Forgive me, Apple public relations department. I’m putting words in your mouth. Yet, it should be obvious that the technology battle for the home hasn’t really started yet, despite the jockeying for position among industry heavyweights.
If you want to know about the home battleground then don’t read digital technology trade rags such as ZDNet because what they publish is more hearsay and opinion than it is fact. What you will see is a gaggle of technology devices that want to be installed and used in your home, but no clear leader anywhere in sight. When Apple enters the home in a big way, the battle will have begun.
Amazon v. Google
You’re reading Mac360 so you’re interested in Apple products and apps for Apple products and a little perspective and opinion from a few writers with some skin in the game. When you read elsewhere you’ll be treated to the aforementioned hearsay and here’s a good example.

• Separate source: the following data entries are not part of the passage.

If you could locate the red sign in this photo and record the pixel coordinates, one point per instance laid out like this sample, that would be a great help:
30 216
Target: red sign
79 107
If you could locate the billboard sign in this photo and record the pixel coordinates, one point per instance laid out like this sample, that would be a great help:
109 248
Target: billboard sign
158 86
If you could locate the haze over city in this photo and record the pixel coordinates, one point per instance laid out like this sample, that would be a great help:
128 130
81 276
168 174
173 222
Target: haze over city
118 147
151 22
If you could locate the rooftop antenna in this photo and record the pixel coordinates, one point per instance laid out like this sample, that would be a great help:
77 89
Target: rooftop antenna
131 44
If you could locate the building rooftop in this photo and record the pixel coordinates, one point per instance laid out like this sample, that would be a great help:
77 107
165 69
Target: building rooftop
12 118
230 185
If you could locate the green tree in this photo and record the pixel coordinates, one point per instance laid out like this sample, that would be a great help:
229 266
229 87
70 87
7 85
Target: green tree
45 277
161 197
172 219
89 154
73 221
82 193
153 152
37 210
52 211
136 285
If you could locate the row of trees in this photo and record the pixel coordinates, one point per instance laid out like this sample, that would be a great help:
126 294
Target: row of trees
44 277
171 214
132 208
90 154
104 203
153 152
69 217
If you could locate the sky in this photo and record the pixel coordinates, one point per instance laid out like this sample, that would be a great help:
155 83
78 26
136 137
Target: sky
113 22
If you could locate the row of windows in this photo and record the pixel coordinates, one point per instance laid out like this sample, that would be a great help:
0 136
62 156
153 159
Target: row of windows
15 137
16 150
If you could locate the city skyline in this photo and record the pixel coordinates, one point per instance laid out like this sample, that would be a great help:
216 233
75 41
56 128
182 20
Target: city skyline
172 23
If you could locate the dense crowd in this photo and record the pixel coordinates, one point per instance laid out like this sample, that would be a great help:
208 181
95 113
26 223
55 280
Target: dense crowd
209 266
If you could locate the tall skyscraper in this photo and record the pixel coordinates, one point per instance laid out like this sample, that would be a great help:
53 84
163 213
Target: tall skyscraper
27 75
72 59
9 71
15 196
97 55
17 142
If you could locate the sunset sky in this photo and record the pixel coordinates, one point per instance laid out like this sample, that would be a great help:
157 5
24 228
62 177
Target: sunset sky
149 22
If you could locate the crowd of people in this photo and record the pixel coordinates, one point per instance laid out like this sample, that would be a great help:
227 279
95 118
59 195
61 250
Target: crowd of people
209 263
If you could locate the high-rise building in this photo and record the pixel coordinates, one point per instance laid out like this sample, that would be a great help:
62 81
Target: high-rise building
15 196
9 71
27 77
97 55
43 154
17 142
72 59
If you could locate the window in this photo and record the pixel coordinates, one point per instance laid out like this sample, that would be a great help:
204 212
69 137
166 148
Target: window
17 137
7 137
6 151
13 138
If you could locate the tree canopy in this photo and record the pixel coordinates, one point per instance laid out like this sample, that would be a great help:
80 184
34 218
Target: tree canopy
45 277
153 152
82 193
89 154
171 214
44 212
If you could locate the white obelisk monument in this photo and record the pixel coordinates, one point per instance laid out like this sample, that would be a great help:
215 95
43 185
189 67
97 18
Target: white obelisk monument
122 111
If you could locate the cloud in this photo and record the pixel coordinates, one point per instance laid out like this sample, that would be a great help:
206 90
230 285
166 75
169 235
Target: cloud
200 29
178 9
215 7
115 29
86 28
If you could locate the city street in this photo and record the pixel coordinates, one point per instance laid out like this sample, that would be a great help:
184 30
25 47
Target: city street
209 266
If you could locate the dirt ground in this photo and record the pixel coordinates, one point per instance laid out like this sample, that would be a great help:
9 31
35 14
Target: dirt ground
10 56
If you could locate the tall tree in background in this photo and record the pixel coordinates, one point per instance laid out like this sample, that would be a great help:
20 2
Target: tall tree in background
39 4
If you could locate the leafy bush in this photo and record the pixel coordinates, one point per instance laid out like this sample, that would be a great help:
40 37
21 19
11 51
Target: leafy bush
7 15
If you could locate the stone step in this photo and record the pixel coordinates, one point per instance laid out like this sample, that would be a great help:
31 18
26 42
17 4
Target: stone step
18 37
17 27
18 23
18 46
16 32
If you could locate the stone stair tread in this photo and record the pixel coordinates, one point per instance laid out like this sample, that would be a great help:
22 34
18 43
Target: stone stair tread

Who is tops in the home? Amazon and Google.
Quick. Do you use an Amazon or Google product in your home? And by product I mean something other than a Kindle ebook reader, Google Maps, or Nest.
Other than Apple TV, what other electronic devices do you have? You know, like a home alarm system, or wireless light switches, or a Wi-Fi network?
Google has finally unveiled its smart speaker for the connected home, Google Home, which it hopes will take on the current incumbent — Amazon’s Echo.
Apple doesn’t have a product quite like Echo, which uses Alexa to match what Siri does on iPhone and iPad, Apple TV, and now Watch and the Mac. It’s a so-called artificial intelligent assistant. Google Home and Amazon Echo are cute little boxes with microphone and speaker that help to make the two companies the leaders in home gadgets.
That leadership is hearsay.
unverified, unofficial information gained or acquired from another and not part of one’s direct knowledge:
I pay no attention to hearsay.
an item of idle or unverified information or gossip; rumor:
a malicious hearsay.
of, relating to, or characterized by hearsay:
hearsay knowledge; a hearsay report.
What you won’t find anywhere on planet earth are verifiable numbers or facts to back up Amazon’s crown or Google’s challenge, Chromecast notwithstanding.
The reality is this. Amazon and Google are players in home technology, but there are no clear leaders at all, and no one is on top of the crowded field. Apple has a growing presence, of course, and takes a different approach to Amazon’s Echo, but this is a war that hasn’t started, and whatever battles there are have yet to materialize in the marketplace.
Apple’s Home Presence
Our favorite Mac and iPhone maker has two integrated approaches to conquering the future of the home. Macs, iPhone, iPad, Watch, and Apple TV as hardware, and HomeKit, Apple’s framework to communicate and connect home accessories.
What sets Apple apart from Amazon should be obvious. Amazon doesn’t sell many branded products that can be used to help automate the home. Echo and the smaller, less expensive Echo Dot are branded. The former is more expensive than Apple TV and the latter is new and priced at $50. What do these devices do? Sit around and wait for your voice commands.
You know, pretty much like Siri on Mac, iPhone, iPad, Watch, and Apple TV. See? Apple has a presence in the home already, and it seems to be doing well in the numbers game since there are over 1-billion iOS and OS X devices in the world, and Amazon is so proud of their Echo they won’t tell anyone how many they sold.
What is Google Home?
Google Home is a voice-enabled wireless speaker developed by Google, announced on May 18, 2016, at Google I/O. It is Google’s first smart speaker developed, as well as one of the current devices that will run Google Assistant.
Sounds like Amazon’s Echo.
The product is similar to the Amazon Echo, making it a direct competitor in the smart speaker industry. It will be released on November 4th, 2016. It will be priced at $129 U.S.
This battle between Amazon and Google and Apple doesn’t really seem to have gotten off to a great start since Amazon won’t say how many devices they’ve sold, Google hasn’t sold any such devices, and Apple has more than a billion Siri-active devices already shipped with multiple units in the home already, plus an App Store for Apple TV, and a growing number of apps that help to automate the aforementioned home with a variety of home accessories.
Other than for Apple and a number of home accessory makers, I guess the war is on but the battles haven’t really started yet. I wonder if the writers at ZDNet know that.